Dokter Aulia Risma Lestari dikabarkan sampai terjerat pinjaman online untuk memenuhi kebutuhan para perundungnya.
Aulia memenuhi urusan makan hingga beli rokok para perundungnya sebelum ia memilih untuk mengakhiri hidup.
"Dr. Aulia sampai harus kejebak pinjol demi untuk memenuhi kebutuhan para perundungnya. Sampai urusan makan dan beli rokok. Kejam banget. Sadis," kata akun Twitter @dr_koko28, dikutip TribunnewsWiki.
Almarhumah dr Aulia Risma Lestari pernah curhat pada almarhum ayahnya.
Dirinya menderita selama ikut Program Pendidikan Dokter Spesialis (PPDS) di Fakultas Kedokteran Undip Semarang.
Dia mengeluh badannya sakit lantaran kurang tidur dan tenaga diporsir habis-habisan.
Baru-baru ini terungkap, dr Aulia diduga diperas Rp20 juta hingga Rp40 juta per bulan.
Hal itu terungkap dari hasil investigasi Kementerian Kesehatan.
Pihak Kemenkes menemukan uang di luar biaya pendidikan resmi yang dilakukan oleh oknum-oknum di PPDS kepada almarhumah dr Aulia Risma Lestari.
Jubir Kemenkes RI, dr Mohammad Syahril SpP MPH mengatakan, berdasarkan kesaksian, permintaan ini berlangsung sejak almarhumah masih di semester 1 pendidikan atau sekitar Juli hingga November 2022.
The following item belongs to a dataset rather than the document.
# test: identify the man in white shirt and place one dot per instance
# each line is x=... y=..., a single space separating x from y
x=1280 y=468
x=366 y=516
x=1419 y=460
"Almarhumah ditunjuk sebagai bendahara angkatan yang bertugas menerima pungutan dari teman seangkatannya dan juga menyalurkan uang tersebut untuk kebutuhan-kebutuhan non-akademik.
Antara lain membiayai penulis lepas untuk membuat naskah akademik senior, menggaji OB, dan berbagai kebutuhan senior lainnya," kata Mohammad Syahril melalui keterangan tertulis, Minggu (1/9/2024).
Dikatakannya, pungutan ini sangat memberatkan almarhumah dan keluarga.
"Faktor ini diduga menjadi pemicu awal almarhumah mengalami tekanan dalam pembelajaran.
Karena tidak menduga akan adanya pungutan-pungutan tersebut dengan nilai sebesar itu," katanya.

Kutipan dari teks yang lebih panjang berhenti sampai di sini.